This is a fork from the TopicFlow project by Smith et al [1].
The original Github project includes all the necessary code to display visualization for data contained within each data folder project. The scripts required to generate said data in the original Github project, however, do not seem to be available.
This fork is a work-in-progress to create the data scripts pipeline to reuse TopicFlow for any other corpus besides Tweets.
This version of TopicFlow can be utilized to visualize Full Disclosure or Bugtraq datasets for PERCEIVE. A detailed notebook of how the data transformation pipeline works can be found in Data Transformation Pipeline for Full Disclosure- a Notebook.
Git clone this project, and from the main directory, issue the following command:
python run.py -h
You will see the detailed usage of TopicFlow. To see the existing visualizations, simple issue python run.py
, and open a local server with the specified port number printed in the terminal.
Please note that this transformation pipeline only works for Full Disclosure data The functions in this pipeline only works for Full Disclosure datasets. To create a new project, the two specified directories after "-a" must contain the following files or sub-directories:
path_doc
|- yyyy_mm_index.txt
|- Full_Disclosure_Mailing_List_mmyyyy.csv
path_LDA
|- Document_Topic_Matrix
|- Topic_Flow
|- Topic_Term_Matrix
An example command to create a new project called "Fre" is:
python topicflow\run.py -n "Fre" -a "E:\documents\Learning Materials\from_UMD\projects\PERCEIVE\data\Full Disclosu re\2012 - Copy" "E:\documents\Learning Materials\from_UMD\projects\PERCEIVE\data\LDA_VEM\2012_k_10_12"

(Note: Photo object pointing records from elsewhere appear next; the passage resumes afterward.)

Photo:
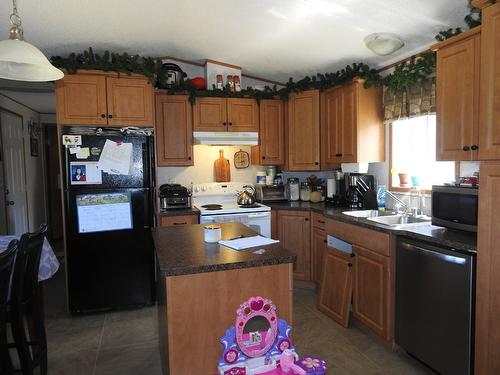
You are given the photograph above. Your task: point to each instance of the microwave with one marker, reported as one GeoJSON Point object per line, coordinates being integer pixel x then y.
{"type": "Point", "coordinates": [455, 207]}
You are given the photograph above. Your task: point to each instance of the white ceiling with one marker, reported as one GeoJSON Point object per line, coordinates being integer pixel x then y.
{"type": "Point", "coordinates": [269, 38]}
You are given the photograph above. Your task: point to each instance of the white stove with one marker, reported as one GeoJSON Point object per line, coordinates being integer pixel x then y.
{"type": "Point", "coordinates": [217, 202]}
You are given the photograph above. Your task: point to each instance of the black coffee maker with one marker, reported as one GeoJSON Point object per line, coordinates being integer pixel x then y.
{"type": "Point", "coordinates": [359, 190]}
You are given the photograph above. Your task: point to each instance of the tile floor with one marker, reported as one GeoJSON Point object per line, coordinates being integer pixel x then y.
{"type": "Point", "coordinates": [123, 343]}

Notice that this program requires python3 environment. A detailed notebook of how the data transformation pipeline works can be found in Data Transformation Pipeline for Full Disclosure- a Notebook
.
Please see the data_model
folder in this repo. The editable files for the images are in XML and can be imported on Draw.io to be edited.
[1] Smith, Alison, Malik, Sana and Shneiderman, Ben. "Visual Analysis of Topical Evolution in Unstructured Text: Design and Evaluation of TopicFlow.." In Applications of Social Media and Social Network Analysis, edited by Przemyslaw Kazienko and Nitesh V. Chawla, 159-175. : Springer, 2015.